Je ne comprends pas le poète qui frémit de percer « les portes d’ivoire ou de corne » qui séparent le dormeur du « monde invisible » (Nerval). J’adore, au contraire, m’abandonner aux bras pneumatiques du sommeil, porter cette vague qui me porte, me sentir pénétrante et pénétrée, féminine-masculine, couple parfait parce que jamais en paix, éternelle poursuite, heureuse échappée, discordance insoluble, le somme comme un des beaux arts.
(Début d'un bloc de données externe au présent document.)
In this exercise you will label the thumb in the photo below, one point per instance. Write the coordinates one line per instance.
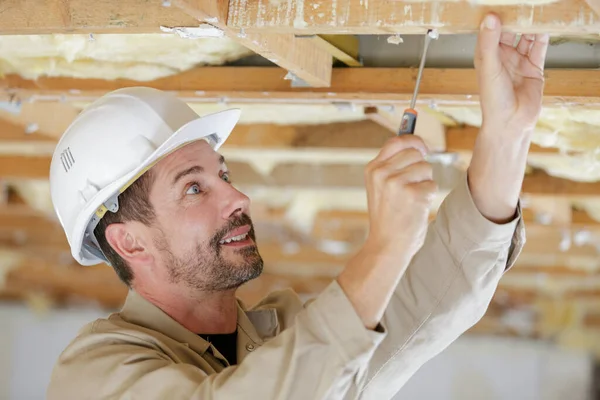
(488, 44)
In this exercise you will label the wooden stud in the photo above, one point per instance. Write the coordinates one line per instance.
(341, 47)
(305, 60)
(365, 86)
(32, 17)
(406, 17)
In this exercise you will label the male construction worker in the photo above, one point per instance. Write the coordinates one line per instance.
(137, 182)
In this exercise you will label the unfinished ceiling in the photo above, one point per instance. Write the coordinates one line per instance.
(310, 122)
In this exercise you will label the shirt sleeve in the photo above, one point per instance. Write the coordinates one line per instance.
(319, 357)
(446, 290)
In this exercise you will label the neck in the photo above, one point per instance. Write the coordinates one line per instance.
(208, 313)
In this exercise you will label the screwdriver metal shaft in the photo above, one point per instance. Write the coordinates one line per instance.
(409, 119)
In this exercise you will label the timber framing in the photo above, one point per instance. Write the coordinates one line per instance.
(365, 86)
(406, 17)
(299, 17)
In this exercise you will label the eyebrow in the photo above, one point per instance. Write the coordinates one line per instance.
(193, 170)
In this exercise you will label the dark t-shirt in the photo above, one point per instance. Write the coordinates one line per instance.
(225, 343)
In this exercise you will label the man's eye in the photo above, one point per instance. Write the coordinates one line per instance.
(194, 189)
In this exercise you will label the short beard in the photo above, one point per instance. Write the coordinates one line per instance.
(205, 269)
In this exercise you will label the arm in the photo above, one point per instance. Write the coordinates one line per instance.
(478, 232)
(316, 358)
(444, 292)
(327, 349)
(511, 81)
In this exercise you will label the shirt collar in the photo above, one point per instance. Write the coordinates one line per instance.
(254, 326)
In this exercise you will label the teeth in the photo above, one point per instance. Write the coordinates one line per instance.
(234, 239)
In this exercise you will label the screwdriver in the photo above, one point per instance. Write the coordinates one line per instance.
(409, 119)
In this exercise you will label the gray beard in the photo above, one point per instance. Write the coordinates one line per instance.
(205, 269)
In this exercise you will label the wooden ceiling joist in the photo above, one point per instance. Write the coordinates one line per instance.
(406, 17)
(32, 17)
(366, 86)
(309, 63)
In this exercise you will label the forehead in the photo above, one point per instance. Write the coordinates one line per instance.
(196, 153)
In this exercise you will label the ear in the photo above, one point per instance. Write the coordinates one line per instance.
(127, 242)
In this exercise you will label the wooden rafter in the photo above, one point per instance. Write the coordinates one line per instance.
(27, 17)
(304, 59)
(307, 61)
(390, 17)
(367, 86)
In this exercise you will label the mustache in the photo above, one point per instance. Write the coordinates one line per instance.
(233, 223)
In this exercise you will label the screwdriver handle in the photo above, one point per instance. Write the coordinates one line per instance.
(409, 121)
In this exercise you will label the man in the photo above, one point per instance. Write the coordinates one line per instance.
(159, 207)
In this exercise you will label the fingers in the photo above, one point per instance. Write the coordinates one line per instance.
(403, 159)
(417, 172)
(537, 54)
(488, 41)
(525, 43)
(424, 190)
(508, 38)
(396, 144)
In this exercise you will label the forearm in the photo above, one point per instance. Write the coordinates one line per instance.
(496, 172)
(369, 281)
(445, 290)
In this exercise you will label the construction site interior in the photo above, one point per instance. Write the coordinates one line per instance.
(321, 86)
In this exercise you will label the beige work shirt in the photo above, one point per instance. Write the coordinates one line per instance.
(292, 350)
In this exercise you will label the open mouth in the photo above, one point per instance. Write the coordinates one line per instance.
(237, 238)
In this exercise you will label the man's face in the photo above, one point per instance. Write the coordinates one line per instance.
(203, 234)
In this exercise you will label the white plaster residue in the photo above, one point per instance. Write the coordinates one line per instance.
(333, 12)
(9, 260)
(260, 22)
(395, 39)
(288, 12)
(299, 21)
(141, 57)
(512, 2)
(284, 113)
(202, 31)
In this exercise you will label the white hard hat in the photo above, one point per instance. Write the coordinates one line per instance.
(109, 145)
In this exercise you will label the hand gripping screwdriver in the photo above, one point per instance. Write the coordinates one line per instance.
(409, 119)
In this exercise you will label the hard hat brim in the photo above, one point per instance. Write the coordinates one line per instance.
(214, 128)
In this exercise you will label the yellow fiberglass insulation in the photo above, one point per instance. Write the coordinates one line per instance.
(574, 132)
(142, 57)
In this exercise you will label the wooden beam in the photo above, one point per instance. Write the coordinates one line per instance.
(540, 183)
(405, 17)
(303, 58)
(326, 176)
(462, 138)
(366, 86)
(32, 17)
(341, 47)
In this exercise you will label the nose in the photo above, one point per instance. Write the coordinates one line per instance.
(236, 202)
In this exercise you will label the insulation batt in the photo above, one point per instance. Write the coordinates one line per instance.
(141, 57)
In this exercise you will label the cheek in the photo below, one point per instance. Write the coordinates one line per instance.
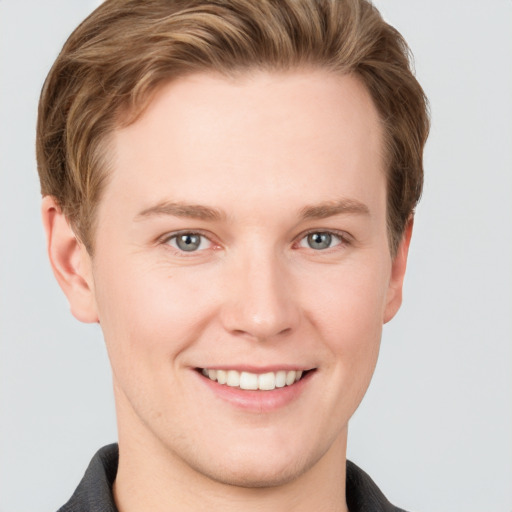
(348, 312)
(149, 315)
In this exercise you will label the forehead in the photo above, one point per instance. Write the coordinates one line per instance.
(210, 139)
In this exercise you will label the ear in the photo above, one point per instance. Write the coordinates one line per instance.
(70, 261)
(398, 266)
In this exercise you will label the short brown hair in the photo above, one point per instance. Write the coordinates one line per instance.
(117, 56)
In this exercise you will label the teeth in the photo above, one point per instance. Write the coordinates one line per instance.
(254, 381)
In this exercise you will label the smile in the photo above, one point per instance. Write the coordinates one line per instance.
(254, 381)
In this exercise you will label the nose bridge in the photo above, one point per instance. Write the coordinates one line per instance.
(260, 301)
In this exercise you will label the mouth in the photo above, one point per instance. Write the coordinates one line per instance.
(249, 381)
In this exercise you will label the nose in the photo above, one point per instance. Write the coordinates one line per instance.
(260, 300)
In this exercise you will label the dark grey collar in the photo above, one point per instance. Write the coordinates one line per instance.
(94, 494)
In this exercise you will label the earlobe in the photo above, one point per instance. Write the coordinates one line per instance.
(71, 264)
(398, 267)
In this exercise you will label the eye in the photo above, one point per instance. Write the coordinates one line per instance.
(189, 242)
(320, 240)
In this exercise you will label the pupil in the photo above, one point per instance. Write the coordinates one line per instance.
(319, 240)
(188, 242)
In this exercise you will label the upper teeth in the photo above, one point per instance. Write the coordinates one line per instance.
(246, 380)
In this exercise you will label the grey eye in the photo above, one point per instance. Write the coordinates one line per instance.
(320, 240)
(189, 242)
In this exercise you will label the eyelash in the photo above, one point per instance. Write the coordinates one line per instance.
(343, 238)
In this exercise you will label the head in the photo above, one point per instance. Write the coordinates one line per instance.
(122, 53)
(229, 189)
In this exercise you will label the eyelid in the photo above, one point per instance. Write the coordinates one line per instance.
(165, 239)
(344, 237)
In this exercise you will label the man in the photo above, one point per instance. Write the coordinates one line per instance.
(229, 190)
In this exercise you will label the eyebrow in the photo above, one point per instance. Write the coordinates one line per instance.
(201, 212)
(191, 211)
(331, 208)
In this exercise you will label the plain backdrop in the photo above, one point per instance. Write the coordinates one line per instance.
(435, 429)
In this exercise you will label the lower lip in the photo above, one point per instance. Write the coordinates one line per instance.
(258, 401)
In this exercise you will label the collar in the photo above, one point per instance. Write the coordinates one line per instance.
(94, 493)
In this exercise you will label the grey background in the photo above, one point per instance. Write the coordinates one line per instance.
(435, 430)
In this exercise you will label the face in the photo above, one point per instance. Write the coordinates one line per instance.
(242, 274)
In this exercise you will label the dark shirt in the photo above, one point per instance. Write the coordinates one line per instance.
(94, 494)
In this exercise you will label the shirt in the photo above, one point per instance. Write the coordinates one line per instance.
(94, 493)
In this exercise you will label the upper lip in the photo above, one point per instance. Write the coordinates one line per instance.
(257, 369)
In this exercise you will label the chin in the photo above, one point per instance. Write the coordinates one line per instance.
(255, 476)
(260, 467)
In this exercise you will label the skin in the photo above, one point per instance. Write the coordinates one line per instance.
(258, 150)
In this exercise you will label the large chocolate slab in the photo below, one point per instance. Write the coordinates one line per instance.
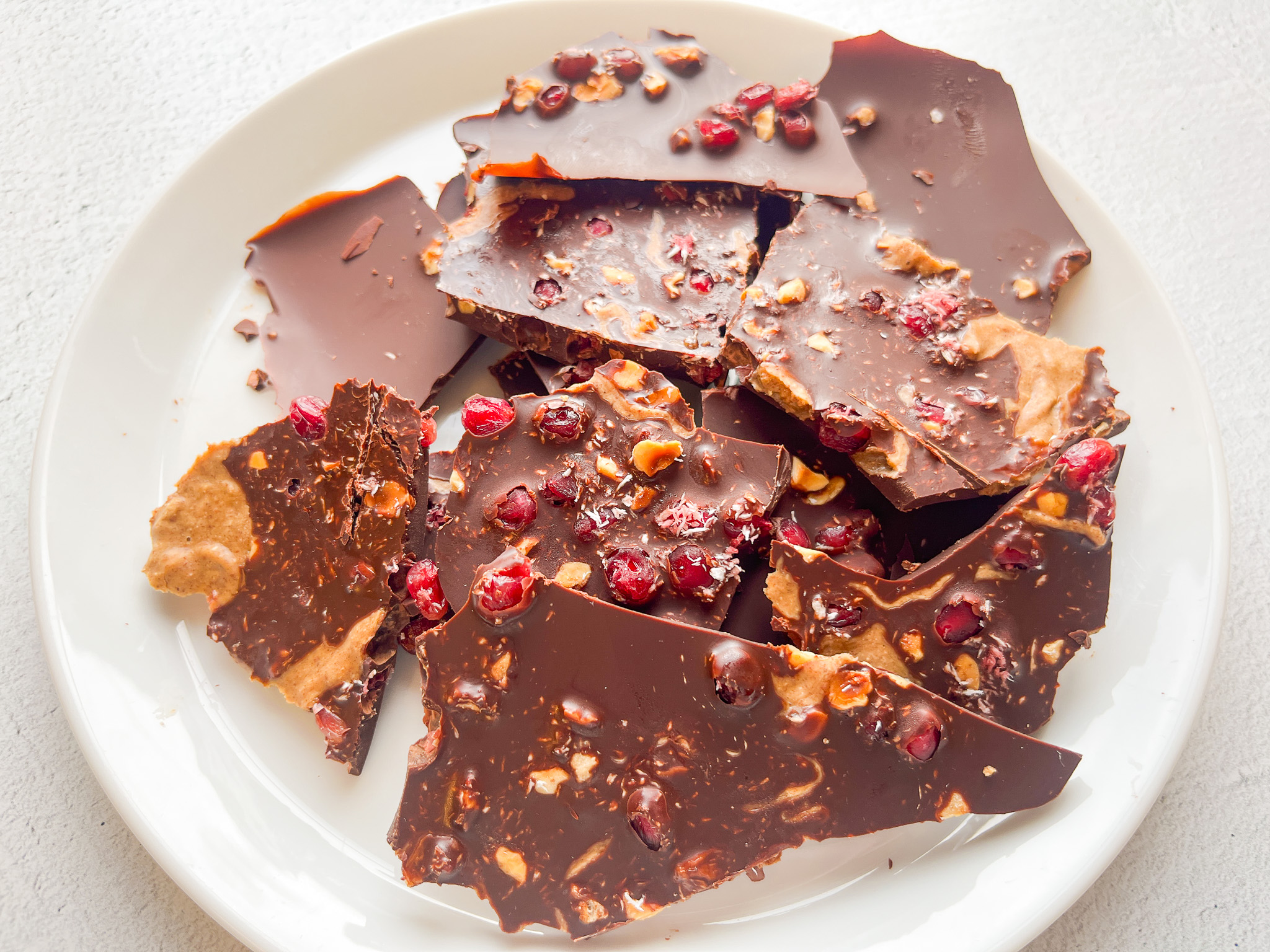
(716, 485)
(601, 270)
(990, 622)
(625, 133)
(582, 770)
(835, 324)
(948, 164)
(352, 298)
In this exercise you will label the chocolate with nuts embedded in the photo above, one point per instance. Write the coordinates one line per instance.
(587, 765)
(990, 622)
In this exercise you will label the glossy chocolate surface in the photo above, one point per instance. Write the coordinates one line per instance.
(582, 770)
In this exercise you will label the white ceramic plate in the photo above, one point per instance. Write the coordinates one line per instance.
(226, 785)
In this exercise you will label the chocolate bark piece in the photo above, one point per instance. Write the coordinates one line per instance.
(990, 622)
(293, 540)
(592, 271)
(860, 350)
(587, 765)
(352, 296)
(625, 477)
(642, 120)
(948, 162)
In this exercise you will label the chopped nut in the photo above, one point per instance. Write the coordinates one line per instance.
(652, 456)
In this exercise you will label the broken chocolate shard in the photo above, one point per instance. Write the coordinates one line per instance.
(990, 622)
(975, 196)
(294, 540)
(672, 115)
(611, 487)
(587, 765)
(353, 298)
(933, 392)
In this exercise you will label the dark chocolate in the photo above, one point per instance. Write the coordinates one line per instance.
(990, 622)
(353, 299)
(584, 765)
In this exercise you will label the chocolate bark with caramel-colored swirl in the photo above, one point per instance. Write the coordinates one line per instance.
(587, 765)
(948, 162)
(991, 621)
(634, 472)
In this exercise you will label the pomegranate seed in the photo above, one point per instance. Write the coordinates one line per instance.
(309, 416)
(756, 97)
(598, 227)
(842, 428)
(789, 531)
(796, 95)
(1086, 462)
(562, 489)
(553, 100)
(631, 575)
(484, 416)
(701, 281)
(516, 511)
(958, 621)
(573, 64)
(690, 569)
(798, 130)
(717, 135)
(425, 587)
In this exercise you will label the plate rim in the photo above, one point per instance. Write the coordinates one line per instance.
(242, 927)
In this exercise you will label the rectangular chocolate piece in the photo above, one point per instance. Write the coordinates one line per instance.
(887, 361)
(948, 162)
(990, 622)
(355, 295)
(601, 483)
(646, 111)
(587, 765)
(593, 271)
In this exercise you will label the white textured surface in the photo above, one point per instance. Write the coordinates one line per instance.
(1161, 110)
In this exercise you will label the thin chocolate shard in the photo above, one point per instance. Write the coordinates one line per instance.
(990, 622)
(933, 392)
(605, 480)
(643, 120)
(974, 196)
(353, 298)
(591, 271)
(294, 540)
(587, 765)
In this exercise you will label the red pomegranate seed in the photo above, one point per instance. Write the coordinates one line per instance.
(631, 575)
(309, 416)
(425, 587)
(484, 416)
(717, 135)
(958, 621)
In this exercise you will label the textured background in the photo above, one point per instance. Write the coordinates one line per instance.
(1161, 110)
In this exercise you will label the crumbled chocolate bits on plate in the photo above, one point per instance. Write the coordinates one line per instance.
(869, 345)
(588, 271)
(609, 487)
(666, 110)
(355, 295)
(293, 534)
(586, 765)
(949, 167)
(990, 622)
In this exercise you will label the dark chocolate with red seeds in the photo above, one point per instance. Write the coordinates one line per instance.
(609, 485)
(587, 765)
(990, 622)
(591, 271)
(328, 518)
(949, 164)
(352, 296)
(933, 392)
(670, 115)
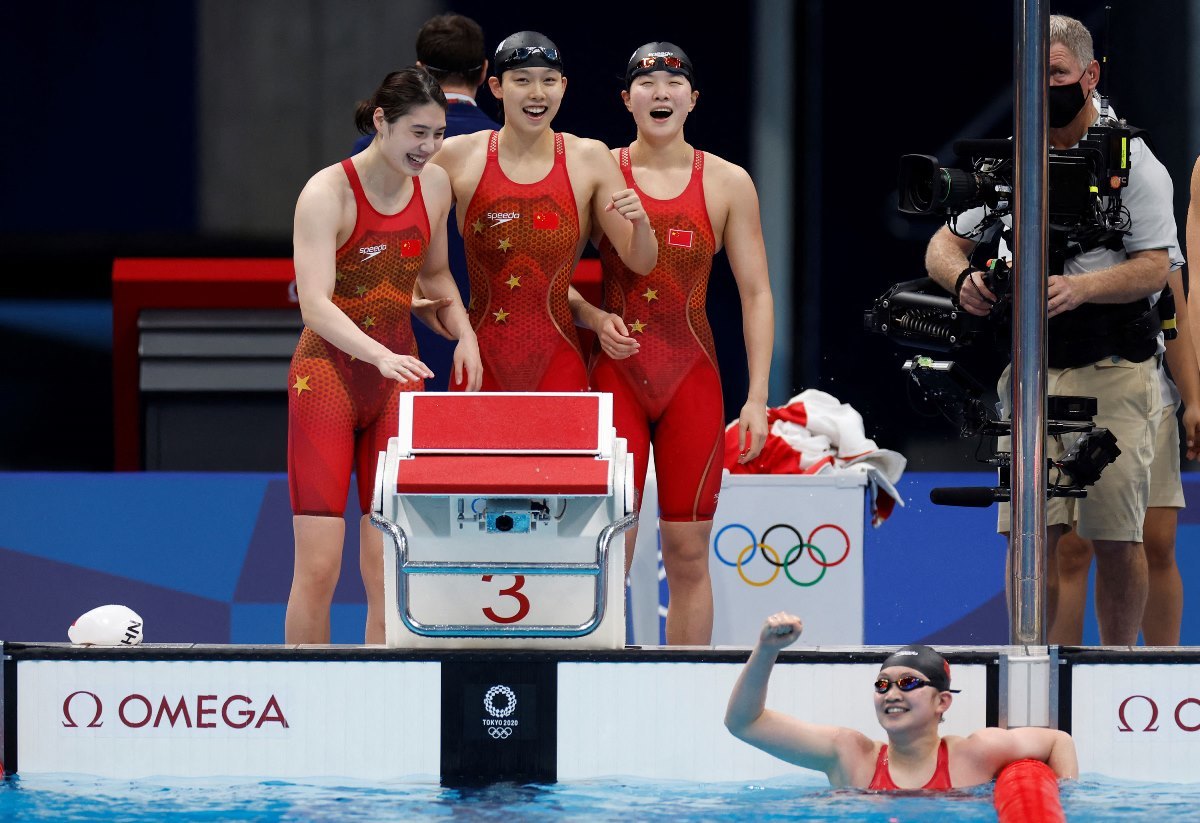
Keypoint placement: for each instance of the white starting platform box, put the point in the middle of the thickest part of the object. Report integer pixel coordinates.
(779, 542)
(789, 542)
(505, 514)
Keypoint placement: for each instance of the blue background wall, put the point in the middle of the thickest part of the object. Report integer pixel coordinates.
(207, 558)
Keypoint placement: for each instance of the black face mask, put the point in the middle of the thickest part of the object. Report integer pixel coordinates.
(1063, 102)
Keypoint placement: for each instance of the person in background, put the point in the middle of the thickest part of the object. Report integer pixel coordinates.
(531, 199)
(451, 48)
(655, 352)
(367, 230)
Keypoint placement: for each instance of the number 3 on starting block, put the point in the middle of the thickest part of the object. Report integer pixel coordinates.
(504, 535)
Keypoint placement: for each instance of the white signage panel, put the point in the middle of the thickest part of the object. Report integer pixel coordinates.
(1137, 721)
(133, 719)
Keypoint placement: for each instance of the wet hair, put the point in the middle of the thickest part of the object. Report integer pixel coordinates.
(397, 95)
(450, 47)
(1074, 35)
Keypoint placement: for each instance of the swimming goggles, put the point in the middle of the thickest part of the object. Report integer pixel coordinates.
(905, 683)
(669, 61)
(523, 53)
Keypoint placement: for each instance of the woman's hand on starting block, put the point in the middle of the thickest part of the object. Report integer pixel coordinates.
(467, 364)
(402, 367)
(615, 337)
(751, 431)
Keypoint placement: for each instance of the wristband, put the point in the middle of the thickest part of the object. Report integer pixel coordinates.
(961, 280)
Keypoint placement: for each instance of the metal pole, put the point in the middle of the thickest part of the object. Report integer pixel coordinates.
(1027, 541)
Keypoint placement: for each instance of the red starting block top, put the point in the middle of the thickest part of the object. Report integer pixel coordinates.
(507, 475)
(505, 422)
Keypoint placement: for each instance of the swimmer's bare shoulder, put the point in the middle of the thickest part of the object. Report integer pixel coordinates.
(457, 150)
(591, 163)
(463, 158)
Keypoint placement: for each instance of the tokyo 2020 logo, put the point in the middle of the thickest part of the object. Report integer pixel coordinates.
(733, 552)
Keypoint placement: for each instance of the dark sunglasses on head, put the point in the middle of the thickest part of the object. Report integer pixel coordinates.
(523, 53)
(905, 683)
(670, 61)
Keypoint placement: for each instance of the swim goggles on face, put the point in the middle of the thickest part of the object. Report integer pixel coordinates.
(905, 682)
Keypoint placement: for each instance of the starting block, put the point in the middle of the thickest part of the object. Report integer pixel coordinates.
(504, 512)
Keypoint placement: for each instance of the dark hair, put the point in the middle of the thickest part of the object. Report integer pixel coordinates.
(397, 95)
(451, 49)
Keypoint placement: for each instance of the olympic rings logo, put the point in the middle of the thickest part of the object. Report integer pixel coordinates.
(497, 712)
(791, 557)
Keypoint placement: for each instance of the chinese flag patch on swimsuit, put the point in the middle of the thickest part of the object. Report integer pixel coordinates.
(545, 220)
(681, 238)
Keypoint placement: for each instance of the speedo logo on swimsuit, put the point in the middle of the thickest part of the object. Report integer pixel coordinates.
(503, 216)
(681, 238)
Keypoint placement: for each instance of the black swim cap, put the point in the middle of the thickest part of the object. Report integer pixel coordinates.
(659, 56)
(527, 49)
(924, 660)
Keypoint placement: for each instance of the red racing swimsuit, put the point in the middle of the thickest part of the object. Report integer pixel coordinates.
(939, 782)
(521, 241)
(671, 389)
(341, 410)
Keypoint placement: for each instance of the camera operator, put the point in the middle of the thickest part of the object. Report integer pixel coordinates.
(1101, 340)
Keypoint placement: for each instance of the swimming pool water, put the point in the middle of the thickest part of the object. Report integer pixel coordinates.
(79, 798)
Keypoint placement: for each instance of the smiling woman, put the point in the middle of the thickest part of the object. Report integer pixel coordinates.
(531, 198)
(915, 755)
(366, 234)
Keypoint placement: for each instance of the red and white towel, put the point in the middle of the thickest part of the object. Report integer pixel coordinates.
(816, 433)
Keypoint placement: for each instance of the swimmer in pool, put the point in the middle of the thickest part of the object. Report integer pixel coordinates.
(912, 692)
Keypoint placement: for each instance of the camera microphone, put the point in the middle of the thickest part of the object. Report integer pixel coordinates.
(994, 149)
(977, 497)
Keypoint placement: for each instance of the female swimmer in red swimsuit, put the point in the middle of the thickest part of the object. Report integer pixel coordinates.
(367, 230)
(912, 691)
(657, 355)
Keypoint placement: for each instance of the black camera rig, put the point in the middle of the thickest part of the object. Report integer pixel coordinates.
(1085, 186)
(959, 397)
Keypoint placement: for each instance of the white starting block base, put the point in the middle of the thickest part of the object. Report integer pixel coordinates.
(504, 517)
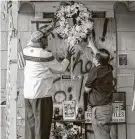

De ma nuit profonde je distingue le sommeil lucide, car la plongée sous-marine qui m’annule s’éclaire progressivement d’une veilleuse qui en suit les noires pulsations. Je la compose et recompose dans le sommeil paradoxal des rêves : je résous le problème de math insoluble la veille ; je mets en scène l’angoisse qui m’étranglaient hier ; je trouve le mot et la formule qui séchaient sur la page blanche d’un texte, d’un roman, d’un essai ; je pétris des coulées de pensées en brusque « concept » qui me fait rire de malice avant de me poser, demain, en sérieuse théoricienne. Immergés dans la soupe primordiale, fœtus originel et insécable androgyne, mon sommeil et ses rêves m’ont toujours apparu comme des portails d’éveil : comme l’œuvre continue de l’existence adossée à ses incommensurables mémoires, comme le creuset alchimique de toute création.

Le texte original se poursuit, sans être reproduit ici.